We examined whether selected study characteristics were associated with the likelihood that important study-design features had been reported. In univariate analyses, studies with smaller numbers of subjects, studies of RA, and studies that examined histologic specimens were less likely to include these study-design features. Studies using histologic specimens were smaller (median number of patients, 10) than other studies (median number, 36), and most often examined RA (55.3%). To distinguish which of these factors were independently associated with the likelihood that each study-design feature had been included, we used multivariate logistic regression analysis. In these analyses, studies that measured biomarkers on histologic specimens were significantly less likely to include age-matched groups, report the medications used by patients, control for treatment differences, include patients with both early and late disease, and include patients with both active and inactive disease (Figure 2). Studies of RA were significantly less likely than studies of other diseases to control for treatment effects, report using accepted classification criteria, and include patients with both active and inactive disease (Figure 3). Larger studies were more likely to include sex-matched groups (adjusted odds ratio (aOR) (per each additional 10 patients), 1.16; 95% confidence interval (CI), 1.03 to 1.30), race-matched groups (aOR, 1.18; 95% CI, 1.03 to 1.36), and patients with both active and inactive disease (aOR, 1.30; 95% CI, 1.08 to 1.57).

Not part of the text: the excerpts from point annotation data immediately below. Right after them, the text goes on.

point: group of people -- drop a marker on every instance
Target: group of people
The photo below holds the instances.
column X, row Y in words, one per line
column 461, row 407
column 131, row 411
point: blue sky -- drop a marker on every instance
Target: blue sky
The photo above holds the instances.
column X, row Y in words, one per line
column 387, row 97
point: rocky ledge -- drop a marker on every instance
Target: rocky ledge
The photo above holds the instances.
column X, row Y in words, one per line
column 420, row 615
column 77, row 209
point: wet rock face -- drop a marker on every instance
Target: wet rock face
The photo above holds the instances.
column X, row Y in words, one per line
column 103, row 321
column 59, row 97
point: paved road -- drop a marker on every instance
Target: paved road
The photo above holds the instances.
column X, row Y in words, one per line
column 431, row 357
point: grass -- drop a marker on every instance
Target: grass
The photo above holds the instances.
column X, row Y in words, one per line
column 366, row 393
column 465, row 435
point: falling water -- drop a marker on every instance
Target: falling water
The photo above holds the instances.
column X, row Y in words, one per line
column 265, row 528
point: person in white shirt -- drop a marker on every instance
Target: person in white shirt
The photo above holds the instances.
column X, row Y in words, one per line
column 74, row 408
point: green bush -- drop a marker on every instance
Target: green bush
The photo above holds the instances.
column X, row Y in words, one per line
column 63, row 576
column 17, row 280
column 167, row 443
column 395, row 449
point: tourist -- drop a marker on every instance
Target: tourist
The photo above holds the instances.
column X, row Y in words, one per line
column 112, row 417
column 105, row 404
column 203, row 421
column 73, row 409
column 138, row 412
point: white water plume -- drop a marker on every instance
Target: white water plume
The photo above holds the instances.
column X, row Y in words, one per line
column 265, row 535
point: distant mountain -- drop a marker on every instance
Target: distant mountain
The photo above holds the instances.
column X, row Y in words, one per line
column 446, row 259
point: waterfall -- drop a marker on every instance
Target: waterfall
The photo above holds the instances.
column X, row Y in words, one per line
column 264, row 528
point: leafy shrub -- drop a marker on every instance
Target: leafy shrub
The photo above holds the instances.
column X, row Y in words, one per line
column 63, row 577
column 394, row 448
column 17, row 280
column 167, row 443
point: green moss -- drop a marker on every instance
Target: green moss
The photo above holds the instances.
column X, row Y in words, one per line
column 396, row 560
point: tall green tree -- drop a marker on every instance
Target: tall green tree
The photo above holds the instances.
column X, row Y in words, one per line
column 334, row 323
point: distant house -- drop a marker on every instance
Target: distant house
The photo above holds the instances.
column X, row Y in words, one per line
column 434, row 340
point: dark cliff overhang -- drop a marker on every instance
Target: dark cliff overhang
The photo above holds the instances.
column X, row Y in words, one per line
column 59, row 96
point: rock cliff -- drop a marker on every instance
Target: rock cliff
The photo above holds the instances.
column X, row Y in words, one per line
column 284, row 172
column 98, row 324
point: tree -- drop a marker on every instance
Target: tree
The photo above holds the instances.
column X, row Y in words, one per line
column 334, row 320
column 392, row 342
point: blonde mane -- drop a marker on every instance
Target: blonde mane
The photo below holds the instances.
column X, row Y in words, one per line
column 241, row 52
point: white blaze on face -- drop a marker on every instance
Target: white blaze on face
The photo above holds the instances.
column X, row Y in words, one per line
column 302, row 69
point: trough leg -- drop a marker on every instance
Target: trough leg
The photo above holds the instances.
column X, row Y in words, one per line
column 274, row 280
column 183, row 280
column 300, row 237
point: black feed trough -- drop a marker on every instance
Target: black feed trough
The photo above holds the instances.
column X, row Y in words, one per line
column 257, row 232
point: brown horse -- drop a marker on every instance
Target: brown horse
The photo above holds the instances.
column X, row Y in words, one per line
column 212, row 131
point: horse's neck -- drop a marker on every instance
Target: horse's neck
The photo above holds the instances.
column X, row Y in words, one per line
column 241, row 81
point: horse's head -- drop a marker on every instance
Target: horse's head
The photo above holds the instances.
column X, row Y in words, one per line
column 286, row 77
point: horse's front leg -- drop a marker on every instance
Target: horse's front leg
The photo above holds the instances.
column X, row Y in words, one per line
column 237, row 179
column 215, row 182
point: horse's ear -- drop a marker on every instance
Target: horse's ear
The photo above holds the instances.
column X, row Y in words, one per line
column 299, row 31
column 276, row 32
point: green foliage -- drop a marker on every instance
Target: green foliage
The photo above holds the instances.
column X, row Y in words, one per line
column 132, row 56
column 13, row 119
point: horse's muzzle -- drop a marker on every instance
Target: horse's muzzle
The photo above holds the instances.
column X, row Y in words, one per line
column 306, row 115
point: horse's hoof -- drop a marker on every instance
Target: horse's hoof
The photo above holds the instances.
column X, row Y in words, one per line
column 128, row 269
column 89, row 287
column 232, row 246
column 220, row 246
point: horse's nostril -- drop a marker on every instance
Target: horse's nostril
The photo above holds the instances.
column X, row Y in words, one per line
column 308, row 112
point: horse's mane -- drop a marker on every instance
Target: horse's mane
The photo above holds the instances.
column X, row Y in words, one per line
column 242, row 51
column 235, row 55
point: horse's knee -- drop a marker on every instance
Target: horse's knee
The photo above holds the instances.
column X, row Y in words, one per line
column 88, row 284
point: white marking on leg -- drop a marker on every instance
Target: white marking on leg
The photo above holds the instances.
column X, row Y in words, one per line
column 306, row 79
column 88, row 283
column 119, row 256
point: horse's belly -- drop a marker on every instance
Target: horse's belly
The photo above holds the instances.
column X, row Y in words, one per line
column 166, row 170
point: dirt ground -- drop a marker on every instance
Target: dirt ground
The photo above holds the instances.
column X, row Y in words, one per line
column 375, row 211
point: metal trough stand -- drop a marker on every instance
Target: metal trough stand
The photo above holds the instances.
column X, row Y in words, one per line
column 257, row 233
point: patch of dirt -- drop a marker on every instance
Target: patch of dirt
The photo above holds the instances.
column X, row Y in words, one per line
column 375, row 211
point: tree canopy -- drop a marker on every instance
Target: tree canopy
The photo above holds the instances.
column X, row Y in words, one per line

Biomarkers for disease-activity assessment
The median number of patients was 45 (range, 9 to 245). Only one third of studies adjusted for group differences in age and sex; 56.8% reported at least one method to control for treatment effects; and 45.9% had a longitudinal component (Table 4). Studies in RA were less likely to report adjustment for age and sex and to control for treatment effects, than were studies in SLE. No studies that examined histologic specimens reported that groups were adjusted for age, sex, or race, whereas 31.4%, 34%, and 45.7%, respectively, of studies that examined other types of specimens did so.
Biomarkers for prognosis assessment
The median number of patients was 60 (range, 15 to 92). Few studies adjusted for group differences in age (44.4%) or sex (22.2%), or had a longitudinal component (33.3%). Two thirds of studies controlled for treatment effects, and all reported using validated outcome measures.
The diagnosis, monitoring, and management of patients with systemic autoimmune diseases remain challenging, prompting a continuing search for better biomarkers. In the progression from exploratory to validated status, biomarkers must undergo careful evaluation of sources of variation [5–7, 13–15]. We found that fewer than one half of translational studies of biomarkers included study-design features needed for valid interpretation of clinical associations.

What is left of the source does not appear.